Mombasa is a 2015 Euro-style board game by Alexander Pfister. The theme is the rivalry of four trading companies in Africa. Players buy shares in the companies and expand them to their advantage, aiming to build the most valuable portfolio. Game mechanics include deck building and worker placement. Mombasa won the 2016 Deutscher Spielepreis.

==Game play==
The game is played on a board depicting a map of Africa and runs over seven rounds. Each player has a similar hand of cards and two bonus markers. To start a round, players simultaneously select cards to be active this turn. Players then take turns either to use active cards of one type or to place a bonus marker. Turns continue around the table until all pass.

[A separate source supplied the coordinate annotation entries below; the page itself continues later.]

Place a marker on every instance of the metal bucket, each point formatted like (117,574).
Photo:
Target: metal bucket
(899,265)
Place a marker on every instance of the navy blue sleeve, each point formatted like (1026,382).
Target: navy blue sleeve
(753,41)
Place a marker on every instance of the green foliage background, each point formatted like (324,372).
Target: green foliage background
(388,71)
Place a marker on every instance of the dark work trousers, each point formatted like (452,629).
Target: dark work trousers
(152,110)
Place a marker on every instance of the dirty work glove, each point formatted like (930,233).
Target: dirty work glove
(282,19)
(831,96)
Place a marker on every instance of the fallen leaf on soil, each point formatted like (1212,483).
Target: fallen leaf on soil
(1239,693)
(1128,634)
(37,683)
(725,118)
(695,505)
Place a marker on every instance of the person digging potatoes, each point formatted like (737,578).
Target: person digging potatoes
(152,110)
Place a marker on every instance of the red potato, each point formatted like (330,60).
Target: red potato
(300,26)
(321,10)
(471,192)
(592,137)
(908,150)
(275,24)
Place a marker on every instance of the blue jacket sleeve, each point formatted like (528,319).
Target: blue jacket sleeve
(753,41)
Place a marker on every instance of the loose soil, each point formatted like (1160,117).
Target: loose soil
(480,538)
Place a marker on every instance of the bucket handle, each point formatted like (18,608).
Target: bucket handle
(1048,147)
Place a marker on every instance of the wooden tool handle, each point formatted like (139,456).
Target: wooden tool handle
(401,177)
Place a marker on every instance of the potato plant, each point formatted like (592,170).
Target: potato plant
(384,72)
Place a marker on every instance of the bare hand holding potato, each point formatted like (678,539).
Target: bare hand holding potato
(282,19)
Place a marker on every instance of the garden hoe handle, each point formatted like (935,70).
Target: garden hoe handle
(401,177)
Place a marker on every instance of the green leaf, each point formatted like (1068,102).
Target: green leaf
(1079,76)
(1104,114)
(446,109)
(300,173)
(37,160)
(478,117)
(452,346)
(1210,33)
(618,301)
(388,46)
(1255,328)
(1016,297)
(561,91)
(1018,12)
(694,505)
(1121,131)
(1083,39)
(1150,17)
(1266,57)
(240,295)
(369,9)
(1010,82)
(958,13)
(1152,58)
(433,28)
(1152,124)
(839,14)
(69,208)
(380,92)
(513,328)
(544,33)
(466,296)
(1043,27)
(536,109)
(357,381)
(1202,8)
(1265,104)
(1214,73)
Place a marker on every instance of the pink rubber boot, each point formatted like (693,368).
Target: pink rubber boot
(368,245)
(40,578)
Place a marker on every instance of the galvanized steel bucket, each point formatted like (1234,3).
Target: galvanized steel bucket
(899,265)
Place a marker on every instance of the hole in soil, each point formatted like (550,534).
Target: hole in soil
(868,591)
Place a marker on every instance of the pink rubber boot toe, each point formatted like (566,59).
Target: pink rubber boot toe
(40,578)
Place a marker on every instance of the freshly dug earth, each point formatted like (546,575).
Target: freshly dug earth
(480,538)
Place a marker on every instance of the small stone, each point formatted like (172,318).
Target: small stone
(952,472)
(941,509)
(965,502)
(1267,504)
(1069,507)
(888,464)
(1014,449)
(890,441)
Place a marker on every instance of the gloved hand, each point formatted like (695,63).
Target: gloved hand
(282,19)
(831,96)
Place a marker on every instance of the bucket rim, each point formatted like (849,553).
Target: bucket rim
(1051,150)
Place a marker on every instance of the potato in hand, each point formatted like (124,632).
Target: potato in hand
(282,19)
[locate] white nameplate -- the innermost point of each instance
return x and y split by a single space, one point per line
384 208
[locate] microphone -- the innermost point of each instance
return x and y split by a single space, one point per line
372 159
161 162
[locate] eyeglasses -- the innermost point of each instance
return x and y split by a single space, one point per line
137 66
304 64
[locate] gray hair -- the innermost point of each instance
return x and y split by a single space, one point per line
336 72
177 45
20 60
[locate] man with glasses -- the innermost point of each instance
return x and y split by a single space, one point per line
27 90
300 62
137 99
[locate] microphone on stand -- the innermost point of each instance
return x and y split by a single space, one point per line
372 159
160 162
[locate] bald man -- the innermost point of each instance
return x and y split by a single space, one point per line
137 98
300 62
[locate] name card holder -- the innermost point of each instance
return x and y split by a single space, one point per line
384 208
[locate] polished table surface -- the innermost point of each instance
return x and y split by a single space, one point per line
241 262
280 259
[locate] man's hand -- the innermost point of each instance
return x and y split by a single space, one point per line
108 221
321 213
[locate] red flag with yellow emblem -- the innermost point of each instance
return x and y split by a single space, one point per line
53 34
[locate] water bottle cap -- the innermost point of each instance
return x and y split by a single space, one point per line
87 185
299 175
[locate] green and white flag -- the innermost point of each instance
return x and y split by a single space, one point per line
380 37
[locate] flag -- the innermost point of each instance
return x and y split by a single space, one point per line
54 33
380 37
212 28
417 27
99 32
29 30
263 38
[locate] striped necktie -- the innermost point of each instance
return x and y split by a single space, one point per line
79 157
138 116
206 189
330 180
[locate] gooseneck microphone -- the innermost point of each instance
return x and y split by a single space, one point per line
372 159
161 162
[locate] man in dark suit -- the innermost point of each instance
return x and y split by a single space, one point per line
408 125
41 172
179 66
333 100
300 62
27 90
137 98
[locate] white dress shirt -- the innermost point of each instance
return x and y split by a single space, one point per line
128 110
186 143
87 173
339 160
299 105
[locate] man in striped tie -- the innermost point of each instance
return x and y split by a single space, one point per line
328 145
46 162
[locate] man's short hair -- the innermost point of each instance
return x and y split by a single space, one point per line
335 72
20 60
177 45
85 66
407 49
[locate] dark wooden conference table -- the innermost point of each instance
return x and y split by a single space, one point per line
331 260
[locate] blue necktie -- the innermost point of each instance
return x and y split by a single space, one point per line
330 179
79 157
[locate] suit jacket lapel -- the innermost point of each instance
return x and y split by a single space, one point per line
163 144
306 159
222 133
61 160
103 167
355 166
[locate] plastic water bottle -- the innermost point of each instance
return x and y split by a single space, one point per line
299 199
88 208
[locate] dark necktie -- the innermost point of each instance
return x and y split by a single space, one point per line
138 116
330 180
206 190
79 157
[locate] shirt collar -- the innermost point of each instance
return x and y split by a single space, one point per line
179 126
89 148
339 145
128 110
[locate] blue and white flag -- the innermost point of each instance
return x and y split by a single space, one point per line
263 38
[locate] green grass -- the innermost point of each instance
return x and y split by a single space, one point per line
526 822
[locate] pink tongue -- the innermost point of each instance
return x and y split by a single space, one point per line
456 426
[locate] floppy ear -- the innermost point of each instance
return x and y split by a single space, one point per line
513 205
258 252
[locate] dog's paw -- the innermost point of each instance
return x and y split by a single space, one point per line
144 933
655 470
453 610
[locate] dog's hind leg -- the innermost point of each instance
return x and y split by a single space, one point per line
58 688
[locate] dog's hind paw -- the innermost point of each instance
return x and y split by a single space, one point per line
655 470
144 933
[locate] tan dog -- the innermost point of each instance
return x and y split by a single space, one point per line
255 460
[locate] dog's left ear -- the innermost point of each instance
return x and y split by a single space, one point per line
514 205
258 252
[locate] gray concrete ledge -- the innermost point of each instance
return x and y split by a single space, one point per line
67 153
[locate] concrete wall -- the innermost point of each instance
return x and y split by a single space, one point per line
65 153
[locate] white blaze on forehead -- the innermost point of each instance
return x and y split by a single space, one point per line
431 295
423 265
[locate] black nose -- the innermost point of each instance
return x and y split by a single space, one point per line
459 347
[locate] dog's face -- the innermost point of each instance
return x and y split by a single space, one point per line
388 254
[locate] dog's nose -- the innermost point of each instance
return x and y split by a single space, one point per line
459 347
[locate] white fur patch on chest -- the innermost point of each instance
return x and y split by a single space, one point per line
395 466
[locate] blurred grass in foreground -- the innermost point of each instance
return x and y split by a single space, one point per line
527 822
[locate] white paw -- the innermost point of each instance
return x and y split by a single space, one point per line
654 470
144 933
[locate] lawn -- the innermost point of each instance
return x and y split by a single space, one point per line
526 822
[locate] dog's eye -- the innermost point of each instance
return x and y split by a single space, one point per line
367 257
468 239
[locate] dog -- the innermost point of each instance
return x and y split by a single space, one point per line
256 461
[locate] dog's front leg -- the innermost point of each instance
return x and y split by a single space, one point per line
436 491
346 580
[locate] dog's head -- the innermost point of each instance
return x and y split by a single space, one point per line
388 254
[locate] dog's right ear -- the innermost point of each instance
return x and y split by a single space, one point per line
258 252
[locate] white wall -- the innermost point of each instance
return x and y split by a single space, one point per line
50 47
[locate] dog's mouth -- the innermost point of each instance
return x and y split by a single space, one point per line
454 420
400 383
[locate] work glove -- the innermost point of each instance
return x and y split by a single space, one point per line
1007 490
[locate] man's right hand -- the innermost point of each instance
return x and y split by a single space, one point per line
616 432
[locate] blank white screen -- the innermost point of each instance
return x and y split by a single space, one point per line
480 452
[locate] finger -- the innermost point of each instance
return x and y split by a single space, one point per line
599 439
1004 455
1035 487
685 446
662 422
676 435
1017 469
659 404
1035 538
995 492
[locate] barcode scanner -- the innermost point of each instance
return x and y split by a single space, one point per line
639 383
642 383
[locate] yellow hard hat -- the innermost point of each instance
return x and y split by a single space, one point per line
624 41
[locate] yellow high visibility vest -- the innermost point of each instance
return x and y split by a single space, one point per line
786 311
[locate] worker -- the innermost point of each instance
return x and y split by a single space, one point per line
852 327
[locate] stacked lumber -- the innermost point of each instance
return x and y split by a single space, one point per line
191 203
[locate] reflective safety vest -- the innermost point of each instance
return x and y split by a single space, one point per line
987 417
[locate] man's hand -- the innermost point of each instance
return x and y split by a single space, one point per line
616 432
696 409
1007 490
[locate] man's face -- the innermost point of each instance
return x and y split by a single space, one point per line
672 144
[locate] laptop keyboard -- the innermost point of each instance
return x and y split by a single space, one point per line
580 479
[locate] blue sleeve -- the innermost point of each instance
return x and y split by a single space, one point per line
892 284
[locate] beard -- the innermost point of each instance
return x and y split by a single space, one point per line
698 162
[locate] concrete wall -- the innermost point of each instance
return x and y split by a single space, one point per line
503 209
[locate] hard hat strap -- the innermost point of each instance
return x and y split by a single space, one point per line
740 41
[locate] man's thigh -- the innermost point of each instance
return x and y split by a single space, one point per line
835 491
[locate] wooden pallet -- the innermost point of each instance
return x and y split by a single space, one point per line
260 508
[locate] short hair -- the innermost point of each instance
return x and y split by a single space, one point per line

The cards are of several types. Goods cards depict 1 to 4 bananas, coffee or cotton. They are used either to purchase new cards or to advance along a company track to earn shares, cash and other bonuses. Exploration cards, also valued from 1 to 4, add trading posts to the map, increasing a company's share price and giving various rewards to the player. Bookkeeper cards expand a player's library and merchant cards generate diamonds, both of which count towards the final score. Initially, each player has three slots for active cards. Collecting books and diamonds can open two further slots. Share cards appear later in the game; they allow no action but increase the player's score.

Bonus markers are placed on worker placement spaces on the board to claim various benefits. Majority spaces advance the player with the most valuable goods or exploration cards along a company track. Tile spaces give an extra card for the next round. Other spaces allow a player to buy or sell cards for cash, or to claim the right to play first next round.

After each round, players retrieve some of the cards they used in earlier rounds using a unique mechanic. Each active card is moved to one of several resting piles, after picking up just one of the resting piles. After seven rounds, each player values their shares, books, diamonds and cash; the richest player wins.

==Release and awards==
Mombasa was developed by Austrian game designer Alexander Pfister as Afrika 1830 and won the 2011 Hippodice Spieleclub game designer competition. It was released in 2015 by eggertspiele and distributed by Pegasus Spiele. It was awarded first place in the 2016 Deutscher Spielepreis.